日経平均は大幅反発。7日の米株式市場でダウ平均は436ドル高と3日ぶり大幅反発。原油先物価格が1月来の安値を更新し長期金利が低下すると、インフレ懸念の緩和に伴い買い戻しが強まった。また、連邦準備制度理事会(FRB)のブレイナード副議長が過剰な利上げリスクに言及したほか、9月連邦公開市場委員会(FOMC)での0.75pt利上げが織り込まれたとの見方が強まると、相場を一段と押し上げた。ナスダック総合指数は+2.13%と8日ぶりの大幅反発。日経平均は302.38円高とギャップアップでスタートすると、朝方から買いが先行し、昼前には一時28000円を回復。午後に入ってからもじりじりと値を切り上げる展開が続き、28000円は軽々超えて一時28083.79円(653.49円高)まで上昇した。なお、今晩は欧州中央銀行(ECB)定例理事会、パウエルFRB議長の発言が予定されている。

 大引けの日経平均は前日比634.98円高の28065.28円となった。東証プライム市場の売買高は12億765万株、売買代金は2兆9818億円だった。セクターでは精密機器、空運、医薬品を筆頭にほぼ全面高。一方、鉱業のみが下落した。東証プライム市場の値上がり銘柄は全体の93%、対して値下がり銘柄は6%となった。

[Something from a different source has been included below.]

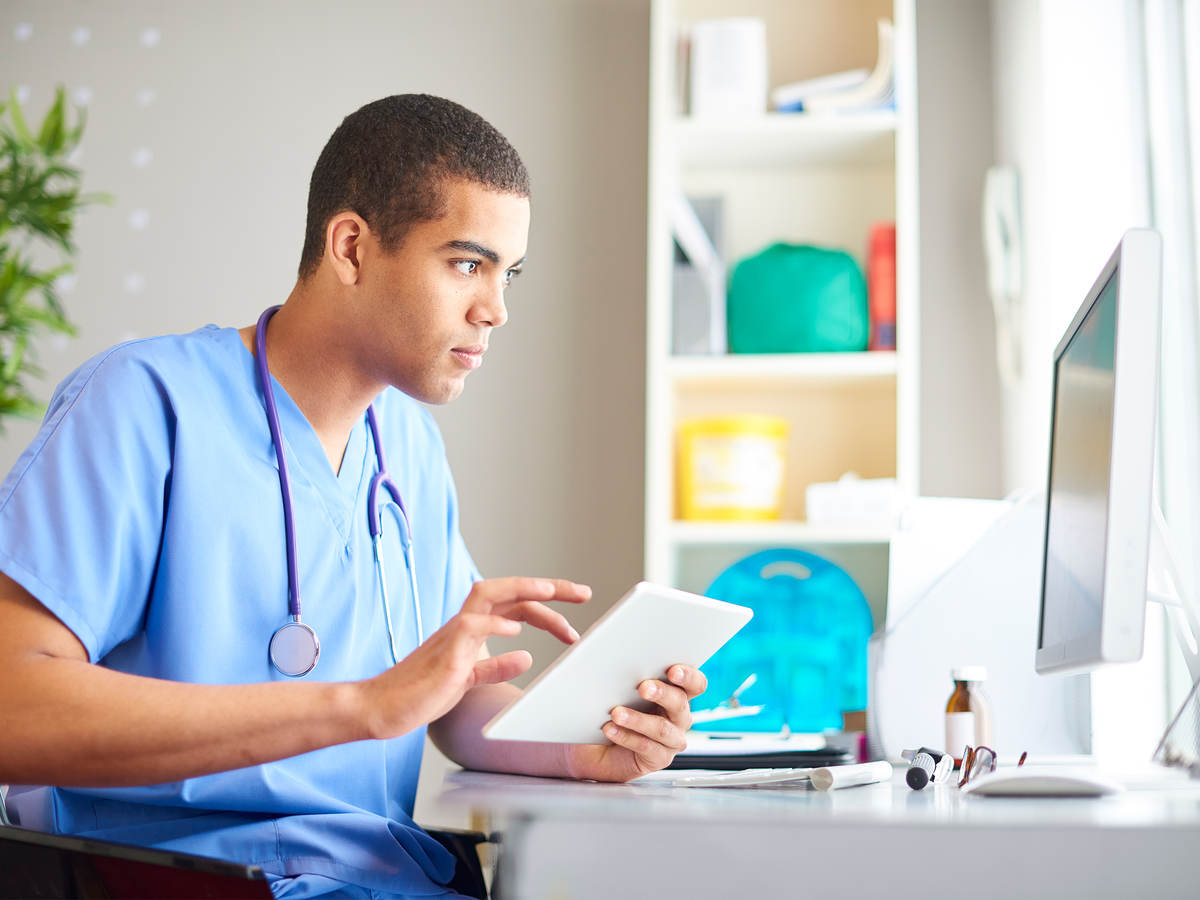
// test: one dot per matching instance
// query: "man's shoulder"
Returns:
(159, 365)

 個別では、ソフトバンクG<9984>、キーエンス<6861>、ソニーG<6758>の主力ハイテク株のほか、OLC<4661>、ダイキン<6367>、HOYA<7741>など値がさ株が総じて高い。東エレク<8035>、ルネサス<6723>など半導体関連も大幅高。米アップルの新製品発表もあり、イビデン<4062>、ローム<6963>の関連株も大きく上昇。インフォマート<2492>、サイボウズ<4776>、レノバ<9519>など中小型グロース株の一角が急伸。原油安によるコスト減を好感しユニ・チャーム<8113>、花王<4452>、レンゴー<3941>なども強い動き。国際線予約数の急回復の報道を手掛かりにJAL<9201>、ANAHD<9202>の空運も高い。NTT<9432>、バンナムHD<7832>、NTN<6472>はレーティングを材料に大幅高。アイル<3854>は今期見通し及び中計が好感されて急伸。

 一方、原油先物価格の急落を受けてINPEX<1605>が軟調。グロース株の中ではJMDC<4483>が大幅に下落。ほか、SHIFT<3697>、マネフォ<3994>、ラクス<3923>などグロース株の一角で冴えないものが散見された。パーク24<4666>は東京五輪のスポンサー選定を巡る一件での幹部への調査が伝わり大幅に下落。アイモバイル<6535>は今期見通しが物足りないとの評価から大きく売られた。ほか、レーティングの格下げを受けて三井不動産<8801>、川崎重工<7012>が下落した。